Why sealed-bid batching kills front-running

ONYX bets are committed as a hash, revealed after the window closes, and matched in one deterministic batch at a single uniform price. There is nothing to observe before the match, and nothing to gain from ordering — this page shows the mechanism and the real devnet transactions that prove it.

1 · The problem: a visible order is an invitation

illustration — not live data

On a public book, a pending order sits in plain sight before it executes. A searcher who sees a large order can buy in front of it and sell right after — the classic sandwich. The victim pays the spread the attacker created.

The attack needs exactly two things: seeing the order before it executes, and being able to get in line around it. Remove either and the sandwich is dead.

2 · How ONYX removes both — on L1, no new trust

shipped · devnet
  1. open_market_sealed

    Market opens in a commit phase with fixed commit and reveal windows.

  2. submit_sealed_order

    Only a 32-byte keccak-256 commitment plus locked collateral lands on-chain. Side, size, and limit price are not derivable from any on-chain state. Nothing to see.

  3. reveal_order

    After the commit window closes, each bettor reveals; the program recomputes the hash and rejects any mismatch.

  4. run_batch_match

    Permissionless. All revealed orders clear in one pass at a single uniform price. Nothing to get in line around.

Order-independent by construction

Take the same three revealed orders — A₁ buys 100 @ 70, A₂ buys 200 @ 60, B₁ sells 90 @ 50 — and feed them to the matcher in any order. The program's own unit test (matching::tests::order_independence) asserts the result is bit-exact identical:

[ A₁, A₂, B₁ ]clears at 50 · fills 30 / 60 / 90
[ B₁, A₁, A₂ ]clears at 50 · fills 30 / 60 / 90
[ A₂, B₁, A₁ ]clears at 50 · fills 30 / 60 / 90

Same price, same fills, every permutation. When submission order cannot change your outcome, being first — the entire business model of front-running and copy-trading — is worth nothing.

3 · Proven on devnet, not claimed

public RPC · verify without trusting this UI

One full sealed-order lifecycle on market 2VGU78vkkHdHG4. Every signature is real; open it on the explorer or run solana confirm -v <sig> --url devnet — none of it needs this UI to be trusted.
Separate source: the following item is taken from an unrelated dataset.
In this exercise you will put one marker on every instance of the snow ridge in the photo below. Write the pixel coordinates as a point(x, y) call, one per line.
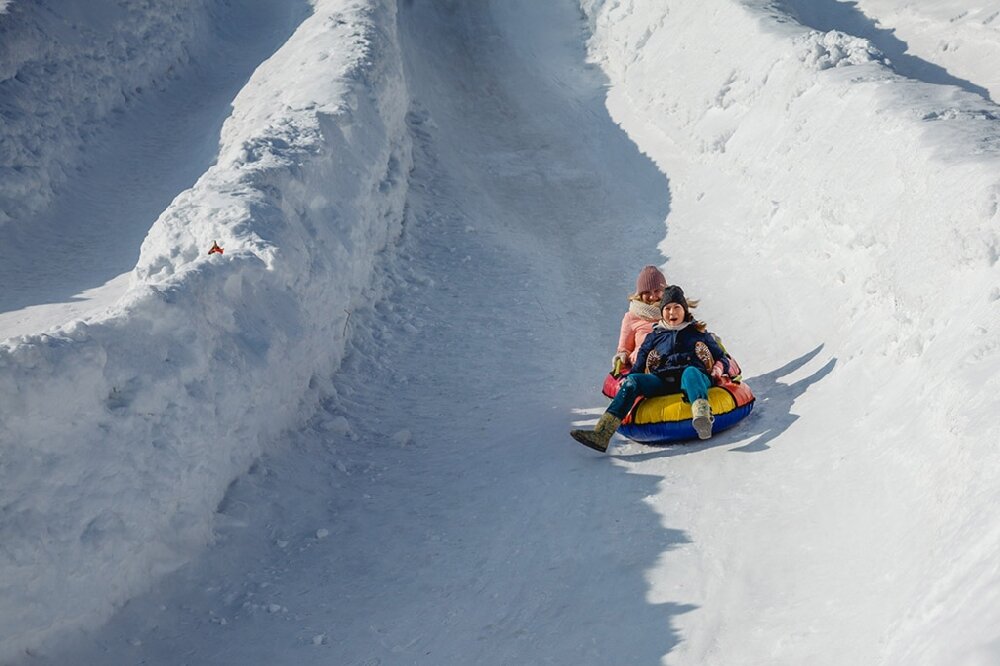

4 · What about TEEs? Roadmap, not shipped

de-risk spike · held back

A MagicBlock ephemeral-rollup / TEE execution path (sealed orders matched inside an attested enclave, ~10ms latency) was proven end-to-end as a de-risk spike — including a live DCAP-verified attestation — and then deliberately not built into this product. Everything above runs on plain Solana L1 devnet, because moving matching into a TEE would reintroduce a hardware and operator trust dependency this design exists to avoid. The spike is logged in BUILD_STATE.md; it is roadmap material, not part of what you just verified.